Standard Chartered prevailed on its motion to dismiss derivative claims against 38 current and former directors and officers of Standard Chartered and its subsidiary Standard Chartered Holdings. The plaintiff, The City of Philadelphia Board of Pensions and Retirement, asserted claims of breach of fiduciary duty under English law based on regulatory resolutions relating to past compliance with U.S. sanctions and anti-money laundering laws and regulations.
Following oral argument, Justice Timothy Driscoll of the Supreme Court for Nassau County, Commercial Division, issued a decision on February 3 dismissing the plaintiff’s claims. The court held that the plaintiff lacked standing under English law to bring derivative claims on behalf of either nominal defendant.
Justice Driscoll agreed with Standard Chartered that the English common law rule of Foss v. Harbottle provides the standing requirements for derivative claims brought on behalf of English companies in New York. The Foss rule prohibits derivative actions unless a shareholder can satisfy one of four narrow exceptions.
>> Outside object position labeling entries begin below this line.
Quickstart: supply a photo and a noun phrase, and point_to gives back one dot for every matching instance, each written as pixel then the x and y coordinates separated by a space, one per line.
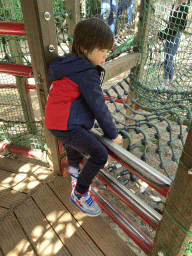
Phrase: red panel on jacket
pixel 61 95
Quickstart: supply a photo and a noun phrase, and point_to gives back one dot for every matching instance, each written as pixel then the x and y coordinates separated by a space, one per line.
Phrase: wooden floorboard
pixel 40 233
pixel 104 236
pixel 37 217
pixel 13 240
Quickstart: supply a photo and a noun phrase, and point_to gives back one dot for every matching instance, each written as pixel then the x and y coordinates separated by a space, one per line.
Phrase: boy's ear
pixel 83 50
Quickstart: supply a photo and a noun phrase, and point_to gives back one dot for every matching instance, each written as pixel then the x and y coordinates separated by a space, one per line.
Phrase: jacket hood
pixel 67 65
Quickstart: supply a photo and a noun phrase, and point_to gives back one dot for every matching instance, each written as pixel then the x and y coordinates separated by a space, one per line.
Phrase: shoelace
pixel 89 201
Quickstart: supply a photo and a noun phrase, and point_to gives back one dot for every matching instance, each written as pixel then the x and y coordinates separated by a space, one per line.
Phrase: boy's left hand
pixel 118 140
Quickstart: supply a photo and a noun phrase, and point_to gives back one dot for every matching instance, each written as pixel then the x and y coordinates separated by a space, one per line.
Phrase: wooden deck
pixel 37 217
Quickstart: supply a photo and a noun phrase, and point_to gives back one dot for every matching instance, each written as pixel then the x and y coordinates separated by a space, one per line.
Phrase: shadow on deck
pixel 37 217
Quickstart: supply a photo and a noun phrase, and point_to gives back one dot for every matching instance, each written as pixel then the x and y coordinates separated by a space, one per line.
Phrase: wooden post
pixel 72 7
pixel 175 231
pixel 140 18
pixel 41 35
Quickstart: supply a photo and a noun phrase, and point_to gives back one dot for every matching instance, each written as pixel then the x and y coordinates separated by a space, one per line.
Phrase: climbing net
pixel 154 121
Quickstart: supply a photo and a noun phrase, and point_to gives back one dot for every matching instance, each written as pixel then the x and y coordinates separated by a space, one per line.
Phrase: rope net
pixel 151 110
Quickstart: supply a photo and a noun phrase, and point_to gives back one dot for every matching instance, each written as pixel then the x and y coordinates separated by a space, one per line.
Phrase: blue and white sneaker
pixel 163 87
pixel 85 203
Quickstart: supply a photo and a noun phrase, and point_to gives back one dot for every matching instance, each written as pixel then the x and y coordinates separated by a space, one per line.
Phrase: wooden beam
pixel 41 36
pixel 73 8
pixel 175 231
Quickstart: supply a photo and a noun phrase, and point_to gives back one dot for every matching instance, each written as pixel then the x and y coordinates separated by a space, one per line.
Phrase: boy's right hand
pixel 118 139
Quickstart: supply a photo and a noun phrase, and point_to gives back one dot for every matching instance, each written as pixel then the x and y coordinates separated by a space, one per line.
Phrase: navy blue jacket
pixel 76 98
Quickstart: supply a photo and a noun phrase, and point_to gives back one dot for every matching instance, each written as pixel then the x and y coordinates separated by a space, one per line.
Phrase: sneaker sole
pixel 92 215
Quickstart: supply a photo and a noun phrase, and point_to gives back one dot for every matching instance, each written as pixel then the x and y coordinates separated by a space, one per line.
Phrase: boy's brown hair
pixel 90 34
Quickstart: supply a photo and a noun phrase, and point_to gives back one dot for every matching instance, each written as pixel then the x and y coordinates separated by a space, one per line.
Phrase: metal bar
pixel 136 234
pixel 12 28
pixel 37 154
pixel 28 86
pixel 141 208
pixel 155 179
pixel 16 69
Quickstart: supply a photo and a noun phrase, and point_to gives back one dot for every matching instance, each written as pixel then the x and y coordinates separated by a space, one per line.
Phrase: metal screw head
pixel 51 48
pixel 161 253
pixel 47 16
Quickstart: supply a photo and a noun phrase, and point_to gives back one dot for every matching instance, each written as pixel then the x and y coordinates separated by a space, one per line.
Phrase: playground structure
pixel 136 104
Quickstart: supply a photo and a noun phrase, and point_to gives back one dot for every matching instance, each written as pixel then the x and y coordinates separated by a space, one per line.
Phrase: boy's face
pixel 97 56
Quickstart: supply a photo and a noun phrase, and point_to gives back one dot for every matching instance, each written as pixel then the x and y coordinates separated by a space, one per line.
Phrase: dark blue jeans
pixel 80 142
pixel 125 4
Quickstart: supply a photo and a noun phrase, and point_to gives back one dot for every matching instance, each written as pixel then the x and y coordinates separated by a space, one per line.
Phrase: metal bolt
pixel 47 16
pixel 51 48
pixel 161 253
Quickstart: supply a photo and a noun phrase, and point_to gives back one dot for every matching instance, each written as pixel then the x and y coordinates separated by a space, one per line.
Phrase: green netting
pixel 154 120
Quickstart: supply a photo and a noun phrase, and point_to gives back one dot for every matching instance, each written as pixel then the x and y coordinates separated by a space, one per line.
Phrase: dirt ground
pixel 153 198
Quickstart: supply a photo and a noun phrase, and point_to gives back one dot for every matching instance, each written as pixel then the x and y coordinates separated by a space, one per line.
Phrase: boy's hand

Only one of those exceptions was at issue here—the “fraud-on-the-minority” exception, which required the plaintiff to allege that the individual defendants controlled a majority of voting shares of Standard Chartered, and Justice Driscoll agreed that plaintiffs failed to satisfy that exception.
The ruling represents the most recent in a series of favorable decisions for foreign companies that have faced derivative actions in New York state courts.
The S&C team that represented Standard Chartered included Rick Pepperman, Jacob Cohen and Sam Darby.